「中銀デジタル通貨」元年到来か、群雄割拠を読み解く3つのキーワード中銀デジタル通貨のデファクトスタンダードを巡る駆け引きが激化 Photo:REUTERS/AFLO

 国際決済銀行(BIS)は1月23日、『差し迫った到来-CBDC調査続編(Impending arrival ‐ a sequel to the survey on central bank digital currency)』と題した報告書を公表した。

 続編としているのは前回(2019年1月)調査の存在ゆえである。「差し迫った」と銘打ちながらも、今回の調査結果を見る限り、ほとんどの中銀は依然、調査や概念検証こそ行っていても、実際に発行計画を視野に入れるまでには至っていない。

 CBDCは、金融機関の相互取引を想定するホールセール型と民間部門(企業と家計)を対象とする一般利用型(リテール型)の2種類に分類できる。

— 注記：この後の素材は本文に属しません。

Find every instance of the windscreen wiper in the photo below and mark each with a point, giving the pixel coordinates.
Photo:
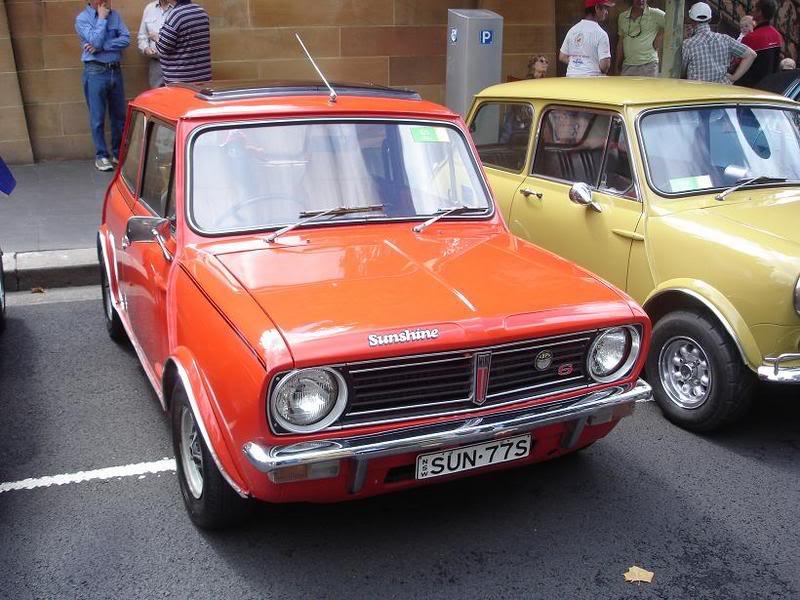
(446, 212)
(746, 182)
(308, 216)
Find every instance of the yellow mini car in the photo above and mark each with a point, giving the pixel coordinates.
(687, 195)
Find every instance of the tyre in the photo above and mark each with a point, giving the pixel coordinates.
(113, 323)
(209, 499)
(697, 374)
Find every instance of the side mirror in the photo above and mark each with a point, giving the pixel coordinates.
(148, 229)
(581, 193)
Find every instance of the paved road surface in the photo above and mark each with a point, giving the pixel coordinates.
(713, 517)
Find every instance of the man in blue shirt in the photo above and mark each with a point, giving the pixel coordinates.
(103, 36)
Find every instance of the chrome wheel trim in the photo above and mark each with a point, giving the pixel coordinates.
(685, 372)
(191, 453)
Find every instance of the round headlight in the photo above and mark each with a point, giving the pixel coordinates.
(309, 400)
(613, 353)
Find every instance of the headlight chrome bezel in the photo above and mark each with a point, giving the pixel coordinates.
(331, 417)
(634, 348)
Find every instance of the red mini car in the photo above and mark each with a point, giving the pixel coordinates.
(329, 306)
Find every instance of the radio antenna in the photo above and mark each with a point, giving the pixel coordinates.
(313, 64)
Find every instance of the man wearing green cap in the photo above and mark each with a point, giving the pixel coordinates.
(640, 29)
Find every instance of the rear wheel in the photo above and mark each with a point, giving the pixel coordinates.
(209, 499)
(697, 374)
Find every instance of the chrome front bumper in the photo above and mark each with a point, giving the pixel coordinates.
(592, 409)
(773, 371)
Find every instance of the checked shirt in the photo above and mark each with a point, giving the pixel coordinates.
(707, 55)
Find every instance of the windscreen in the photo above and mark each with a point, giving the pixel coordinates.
(708, 148)
(268, 176)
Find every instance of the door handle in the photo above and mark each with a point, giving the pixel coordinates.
(527, 192)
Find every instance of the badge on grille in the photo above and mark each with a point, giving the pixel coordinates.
(483, 361)
(543, 360)
(565, 370)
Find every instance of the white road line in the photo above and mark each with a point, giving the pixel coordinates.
(159, 466)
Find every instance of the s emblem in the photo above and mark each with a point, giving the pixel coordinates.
(543, 360)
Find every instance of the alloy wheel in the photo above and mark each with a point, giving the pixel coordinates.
(191, 453)
(685, 372)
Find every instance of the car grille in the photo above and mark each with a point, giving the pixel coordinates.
(429, 385)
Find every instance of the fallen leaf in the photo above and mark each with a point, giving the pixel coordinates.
(635, 574)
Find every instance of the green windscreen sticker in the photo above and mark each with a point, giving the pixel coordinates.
(424, 135)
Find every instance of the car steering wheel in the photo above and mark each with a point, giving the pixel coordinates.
(233, 216)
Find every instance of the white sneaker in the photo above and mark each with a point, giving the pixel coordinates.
(103, 164)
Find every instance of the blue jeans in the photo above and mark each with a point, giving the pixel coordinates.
(103, 89)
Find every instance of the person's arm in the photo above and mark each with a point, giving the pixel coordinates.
(658, 44)
(142, 40)
(604, 54)
(123, 40)
(747, 62)
(684, 61)
(563, 53)
(167, 40)
(93, 34)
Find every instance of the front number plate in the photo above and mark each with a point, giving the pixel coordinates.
(466, 458)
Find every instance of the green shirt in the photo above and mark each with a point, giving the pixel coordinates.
(639, 34)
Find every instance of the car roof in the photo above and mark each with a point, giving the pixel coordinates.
(279, 99)
(623, 91)
(779, 82)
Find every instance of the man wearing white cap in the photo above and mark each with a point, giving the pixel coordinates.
(707, 55)
(586, 49)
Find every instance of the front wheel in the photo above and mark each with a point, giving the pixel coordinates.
(209, 499)
(697, 375)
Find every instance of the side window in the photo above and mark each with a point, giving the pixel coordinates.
(158, 167)
(571, 145)
(501, 132)
(133, 154)
(617, 175)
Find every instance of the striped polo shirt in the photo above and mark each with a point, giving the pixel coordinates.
(184, 44)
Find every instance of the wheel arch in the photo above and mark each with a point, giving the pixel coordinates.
(181, 368)
(695, 295)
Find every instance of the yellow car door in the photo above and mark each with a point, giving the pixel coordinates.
(501, 131)
(597, 227)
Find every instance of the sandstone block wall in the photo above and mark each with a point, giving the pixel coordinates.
(389, 42)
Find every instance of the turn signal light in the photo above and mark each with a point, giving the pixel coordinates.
(322, 470)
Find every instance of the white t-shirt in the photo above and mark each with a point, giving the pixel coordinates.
(586, 45)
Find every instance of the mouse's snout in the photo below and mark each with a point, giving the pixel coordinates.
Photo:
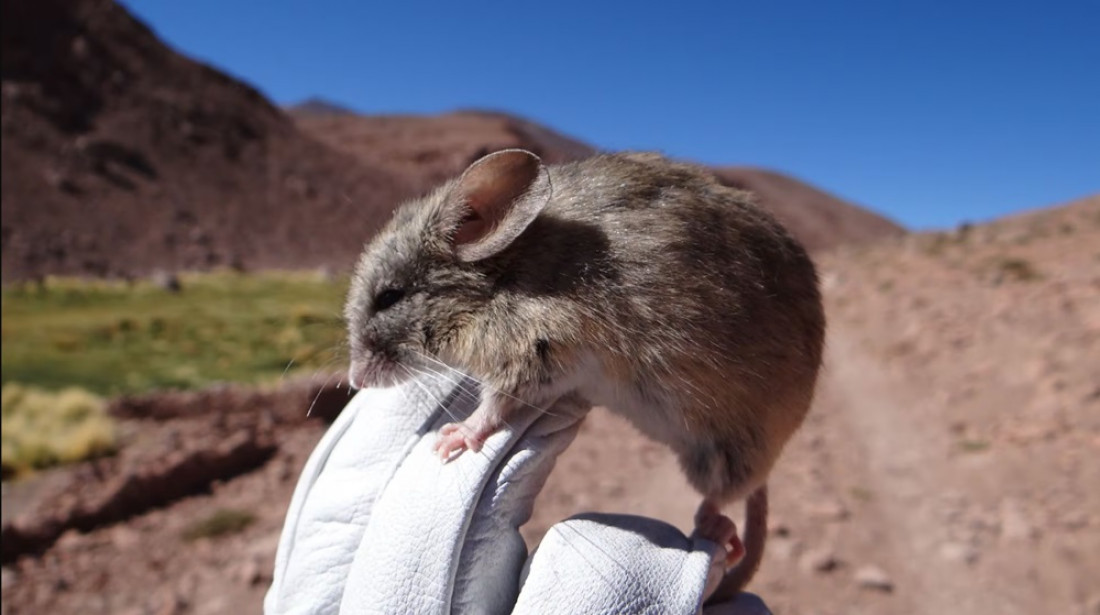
(370, 370)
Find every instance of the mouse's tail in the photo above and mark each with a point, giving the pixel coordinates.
(756, 534)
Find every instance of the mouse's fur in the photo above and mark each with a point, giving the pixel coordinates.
(642, 284)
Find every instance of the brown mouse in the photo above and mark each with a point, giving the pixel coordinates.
(639, 283)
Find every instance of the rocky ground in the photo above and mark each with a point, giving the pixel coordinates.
(945, 468)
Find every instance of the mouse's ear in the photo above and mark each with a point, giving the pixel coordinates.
(502, 194)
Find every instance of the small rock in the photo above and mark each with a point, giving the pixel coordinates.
(818, 560)
(8, 578)
(124, 538)
(829, 509)
(873, 578)
(958, 551)
(783, 548)
(68, 541)
(1014, 525)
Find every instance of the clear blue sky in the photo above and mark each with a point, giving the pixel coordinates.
(932, 112)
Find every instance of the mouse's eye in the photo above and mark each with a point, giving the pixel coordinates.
(387, 298)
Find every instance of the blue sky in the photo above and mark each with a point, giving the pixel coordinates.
(931, 112)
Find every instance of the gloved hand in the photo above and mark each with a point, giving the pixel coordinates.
(380, 524)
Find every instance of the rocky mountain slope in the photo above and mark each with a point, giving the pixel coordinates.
(121, 156)
(948, 464)
(427, 150)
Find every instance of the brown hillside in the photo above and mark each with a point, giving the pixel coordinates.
(948, 464)
(425, 151)
(817, 218)
(120, 156)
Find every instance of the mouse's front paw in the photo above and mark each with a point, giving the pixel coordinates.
(454, 438)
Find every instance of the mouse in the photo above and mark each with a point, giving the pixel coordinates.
(637, 282)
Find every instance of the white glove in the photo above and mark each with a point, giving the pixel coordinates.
(380, 524)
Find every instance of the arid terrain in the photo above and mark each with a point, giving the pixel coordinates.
(122, 157)
(945, 467)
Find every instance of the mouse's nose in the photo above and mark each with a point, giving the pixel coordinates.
(356, 372)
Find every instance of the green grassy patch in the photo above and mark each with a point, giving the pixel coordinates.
(42, 428)
(113, 337)
(222, 522)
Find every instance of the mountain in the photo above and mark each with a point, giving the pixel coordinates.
(426, 150)
(121, 156)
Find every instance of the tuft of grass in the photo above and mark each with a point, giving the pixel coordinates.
(42, 428)
(114, 337)
(1016, 268)
(222, 522)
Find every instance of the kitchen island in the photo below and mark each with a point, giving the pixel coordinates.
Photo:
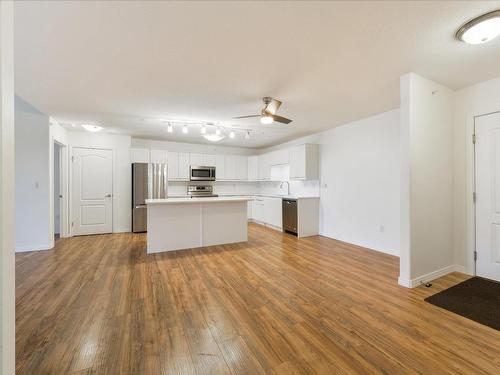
(186, 223)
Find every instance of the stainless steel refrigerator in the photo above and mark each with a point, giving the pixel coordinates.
(149, 181)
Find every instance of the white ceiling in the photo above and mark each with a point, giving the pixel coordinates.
(128, 65)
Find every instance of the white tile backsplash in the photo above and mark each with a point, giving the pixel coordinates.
(307, 188)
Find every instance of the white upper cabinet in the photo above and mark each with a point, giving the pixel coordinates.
(173, 165)
(279, 157)
(209, 160)
(241, 168)
(205, 160)
(264, 167)
(229, 167)
(219, 167)
(184, 163)
(304, 162)
(196, 159)
(253, 168)
(178, 165)
(159, 156)
(139, 155)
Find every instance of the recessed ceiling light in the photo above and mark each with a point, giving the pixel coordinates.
(266, 120)
(213, 137)
(92, 128)
(481, 29)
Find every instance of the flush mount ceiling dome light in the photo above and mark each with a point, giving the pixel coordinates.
(481, 29)
(266, 120)
(213, 137)
(92, 128)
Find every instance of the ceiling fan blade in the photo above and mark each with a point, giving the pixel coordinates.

BIS調査ではどちらの類型のCBDCについても尋ねているが、世間の関心は無意識のうちにリテール型を想定しており、民間銀行部門における預金や決済のあり方を含め既存システムへの影響が大きいのもやはりリテール型である。

 片や、ホールセール型は当座預金という形態ですでにデジタル化されている債務に対し、ブロックチェーン(分散型台帳)技術でどう効率化していくかという試みになる。仮にリテール型CBDCを本当に流行らせるのであれば、中央銀行と既存の銀行部門の関係や関連法制などを含めた「未来の金融システムのあり方」という非常に大きなテーマも議論することになる。

 そう考えると、導入の実現可能性は本来、軽々に口にできないはずだ。各論者が各専門分野の中で「言いたいことを言っている」というのではこの問題の広さや深さを見誤ってしまうのが実情だろう。